I focus on the gate, she’s walking out any moment now. But wait a second, there is another gate which other people come out of.

If I stop looking for a split second she’s gonna walk out, and if I’m staring at the wrong door I’m gonna miss her! What should I do?

No time to think, phone beeps again “where are you?”

No way, she hasn’t walked out yet, I scanned every single person walking before my eyes. 

A dramatic scene is about to unfold here.. 

“I’m out, where are you?”

Mission failed, how could I have not noticed her walking out? She must have flown under the radar..

Phone rings :

– “Where are you?”

– “I’m standing by the gate waiting for you to walk out”.

– “I AM out” (describes where she is and it looks like exactly where I am too) 

– “Do you see this person with the welcome sign?”

– “Yes I’m right next to him!”

I managed to identify her (finally) as I walked towards the sign, and then it hit me. She is so tiny that I couldn’t see her before the guy’s sign was hiding her. 

I couldn’t see her walk out the gate because of her tininess. Someone walking beside her must have hidden her in a way that I couldn’t see.

That plus focusing on the joke making was a very efficient way to miss out on her..

So there is a tutorial if you ever wonder ‘how to miss your partner walking out of the airport’, results guaranteed. 

Bex

Yes, it was hilarious that he didn’t see me walk out, perhaps I walked too fast or was camouflage.

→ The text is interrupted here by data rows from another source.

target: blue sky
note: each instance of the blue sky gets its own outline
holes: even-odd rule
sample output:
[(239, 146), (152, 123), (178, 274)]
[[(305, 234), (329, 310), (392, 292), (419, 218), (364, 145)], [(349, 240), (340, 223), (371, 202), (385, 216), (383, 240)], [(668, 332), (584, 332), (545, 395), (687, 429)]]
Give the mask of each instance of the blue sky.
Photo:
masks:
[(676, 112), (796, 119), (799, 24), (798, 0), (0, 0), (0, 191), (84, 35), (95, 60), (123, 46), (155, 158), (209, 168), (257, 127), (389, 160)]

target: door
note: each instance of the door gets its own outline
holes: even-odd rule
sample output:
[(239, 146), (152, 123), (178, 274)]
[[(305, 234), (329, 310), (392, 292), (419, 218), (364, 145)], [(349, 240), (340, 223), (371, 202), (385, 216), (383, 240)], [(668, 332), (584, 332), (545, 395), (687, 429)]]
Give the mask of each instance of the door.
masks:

This just makes for another fun memory for us. Over the past few months I have learnt to open up to a man like I never have before, this is the power of both of us being vulnerable and totally surrendering to Love. Scary? Fuck yes. 

In a strange dynamic world, I have also had this dual experience happening where I have been grieving a marriage break up;  house move and sale; trying to manage on my own. But more importantly, trying to navigate a sad daughter and a pushing-the-limits son. The son is coming into his own a bit and I see him stretching his creative wings, his independence, and starting to trust himself that he is good and has good ideas. I am teaching him to Love himself and I’m teaching him that adults are people too. We make mistakes, we hurt, we grieve, we get back up. 

The daughter I’m trying to support with Love and fully accepting her journey, she finds it hard to accept the break up, and finds it hard to accept Lucas. This is obviously completely normal and understandable for a child. I sometimes feel as though I’m knocking on a glass door trying to reach her. I can see her, but not hold that little hurt spirit in a healing way. My intention is to continue to heal myself and to share all the Love and learning with her, and show her what it means to Love herself, by loving myself.

Lucas has good insight and we talk through everything, even when it’s confronting and painful, especially then…

And mostly I realise that he is the person I want to talk to the most.